Warewulf cluster connection to OpenPBS failure

Hi,
I have an issue, which is quite crucial for going further. I’ve tried to install OpenPBS on Warewulf and as I’ve dealt with installation, connected some nodes from cluster to OpenPBS server problem has occured. I cannot send any job to it because of an error showed in attachments.


titan-n1
Mom = titan-n1.ece.local
Port = 15002
pbs_version = 23.06.06
ntype = PBS
state = free
pcpus = 32
resources_available.arch = linux
resources_available.host = titan-n1

OpenPBS services running perfectly only while booting from PXE sometimes it has to be turned on manually.

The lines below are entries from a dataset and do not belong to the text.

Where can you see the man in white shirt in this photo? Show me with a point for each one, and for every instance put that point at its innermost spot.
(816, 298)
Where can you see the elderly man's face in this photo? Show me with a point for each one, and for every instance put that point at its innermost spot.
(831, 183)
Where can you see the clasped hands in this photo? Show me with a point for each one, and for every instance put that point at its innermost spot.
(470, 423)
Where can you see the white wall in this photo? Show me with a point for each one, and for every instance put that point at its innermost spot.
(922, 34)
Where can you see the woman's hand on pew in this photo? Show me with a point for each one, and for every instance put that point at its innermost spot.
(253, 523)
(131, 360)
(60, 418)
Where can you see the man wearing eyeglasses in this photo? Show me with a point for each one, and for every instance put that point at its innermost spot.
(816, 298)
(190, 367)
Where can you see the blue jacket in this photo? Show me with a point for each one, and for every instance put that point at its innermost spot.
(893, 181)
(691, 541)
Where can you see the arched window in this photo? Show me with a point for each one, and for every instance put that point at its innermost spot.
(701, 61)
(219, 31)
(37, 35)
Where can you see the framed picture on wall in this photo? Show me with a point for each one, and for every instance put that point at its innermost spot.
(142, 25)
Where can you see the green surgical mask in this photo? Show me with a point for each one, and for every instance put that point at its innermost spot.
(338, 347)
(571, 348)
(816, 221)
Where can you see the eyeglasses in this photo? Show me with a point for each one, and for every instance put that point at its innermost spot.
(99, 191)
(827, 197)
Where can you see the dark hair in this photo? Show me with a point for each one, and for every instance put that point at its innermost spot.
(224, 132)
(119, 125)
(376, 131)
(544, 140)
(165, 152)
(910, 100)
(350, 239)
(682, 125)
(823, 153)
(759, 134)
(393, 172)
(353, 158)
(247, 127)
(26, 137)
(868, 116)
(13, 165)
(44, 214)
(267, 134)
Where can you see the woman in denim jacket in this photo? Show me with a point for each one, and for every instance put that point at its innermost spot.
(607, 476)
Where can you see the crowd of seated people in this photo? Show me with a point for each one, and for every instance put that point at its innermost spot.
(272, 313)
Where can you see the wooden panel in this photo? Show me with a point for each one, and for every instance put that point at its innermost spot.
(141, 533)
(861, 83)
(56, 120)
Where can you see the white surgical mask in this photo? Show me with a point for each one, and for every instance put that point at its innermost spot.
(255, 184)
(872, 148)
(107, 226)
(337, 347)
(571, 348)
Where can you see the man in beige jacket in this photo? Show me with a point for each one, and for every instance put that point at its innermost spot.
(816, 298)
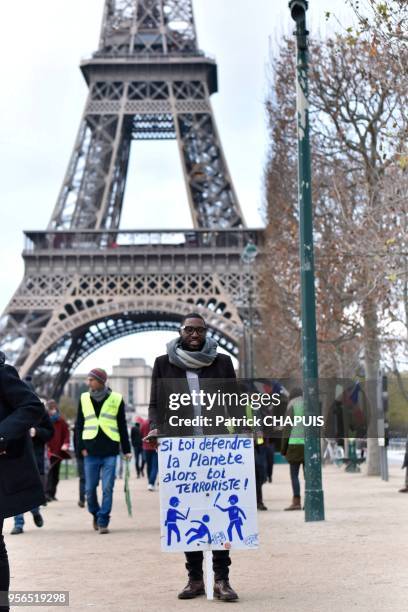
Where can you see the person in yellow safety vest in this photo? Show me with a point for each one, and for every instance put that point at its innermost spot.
(260, 460)
(293, 445)
(101, 429)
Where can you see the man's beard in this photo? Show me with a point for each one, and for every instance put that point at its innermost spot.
(186, 347)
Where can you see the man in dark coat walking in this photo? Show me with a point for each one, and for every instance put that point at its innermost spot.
(20, 483)
(192, 363)
(40, 435)
(405, 465)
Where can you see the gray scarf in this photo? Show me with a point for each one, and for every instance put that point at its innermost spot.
(192, 360)
(100, 394)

The system is : Rocky Linux 9.6 (Blue Onyx)

Best regards,
Grzegorz

To understand the above correctly

  • The compute nodes are booted up (PXE boot)
  • pbs_mom service is running / if this service is not up and running, you manually start the service
    [ or you can make sure pbs_mom services is started at the last once all the system servces or all up and running ]
  • pbsnodes -av # shows all nodes are connected to the PBS Server
  • now job is submitted [ whether this job runs fine or does this job fails ]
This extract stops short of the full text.